What I’m obsessed with: While everyone on the internet is going crazy for the online word game, Wordle, I want to acknowledge the original addictive word game, Spelling Bee. Created by The New York Times, the object is to make as many words as possible from a set of seven letters — the catch is you have to use the center letter at least once.

Tell me more: There’s at least one pangram in every Spelling Bee — a word that uses all of the letters. The game’s main objective (at least for me) is to find the pangram as quickly as possible because this is a game that tallies up points (longer words = more points) and you move up levels based on points versus words.
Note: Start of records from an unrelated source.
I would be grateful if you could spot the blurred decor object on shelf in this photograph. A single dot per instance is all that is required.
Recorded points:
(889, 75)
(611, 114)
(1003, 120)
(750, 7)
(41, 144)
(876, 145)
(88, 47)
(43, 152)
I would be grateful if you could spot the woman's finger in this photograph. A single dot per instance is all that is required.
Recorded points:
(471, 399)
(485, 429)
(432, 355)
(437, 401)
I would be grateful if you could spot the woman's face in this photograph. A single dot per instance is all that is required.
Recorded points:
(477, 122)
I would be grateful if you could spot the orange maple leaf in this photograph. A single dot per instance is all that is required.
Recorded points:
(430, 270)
What’s the ultimate goal?: Most people work through the levels — Beginner, Good Start, Moving Up, Good, Solid, Nice, Great and Amazing — until they get to the coveted title of Genius. It takes a high number of points to get there, and once you do, the game stops. But we truly addicted, we continue playing until we reach the secret Queen Bee level that appears once all words have been found.

Why I’m obsessed: I’ve always loved word games — crossword puzzles, Boggle, Bananagrams (not Scrabble because that’s a math game. I said what I said.). Spelling Bee is a word game you can play by yourself, and now that it’s on The New York Times’ Crosswords app, I can play it anywhere, anytime. It has a clean, hexagonal design that resembles a bee hive — a nice, clutter-free escape when I’m feeling overwhelmed, anxious or bored. I also love Beeatrice,the game’s bee mascot that greets you every morning and congratulates you when you reach Genius and/or Queen Bee. On some holidays, like Halloween, she even wears a costume.
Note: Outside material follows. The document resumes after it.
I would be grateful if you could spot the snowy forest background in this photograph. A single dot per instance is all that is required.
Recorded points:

The Hivemind: The Spelling Bee community — called The Hivemind — is a group of equally obsessed Bee fans. Many communicate on Twitter to share clues, post funny word combinations and vent about words that aren’t accepted (no proper nouns, contractions or slang words). The Hivemind includes celebrities like Steve Martin, Aidy Bryant, Taffy Brodesser-Akner, William Jackson-Harper and many more. A new Spelling Bee is released at midnight every day and it takes every ounce of willpower for me to go to bed before that happens so that I’m not up late solving (at least I’m not on the East Coast, where some people wake up at 3 a.m. just to solve the puzzle).

Hints: There are many resources where you can find hints to each day’s Bee — some break down how many words total, how many pangrams, how many words per letter, etc. The New York Times recently released its own hints page, but longtime solvers also like the thoroughness of novelist William Shunn (shunn.net/bee/) and the hints on Twitter provided by solver @kevinedavis.

Spelling Bee is available on The New York Times website and app — a subscription with games may be required for regular play.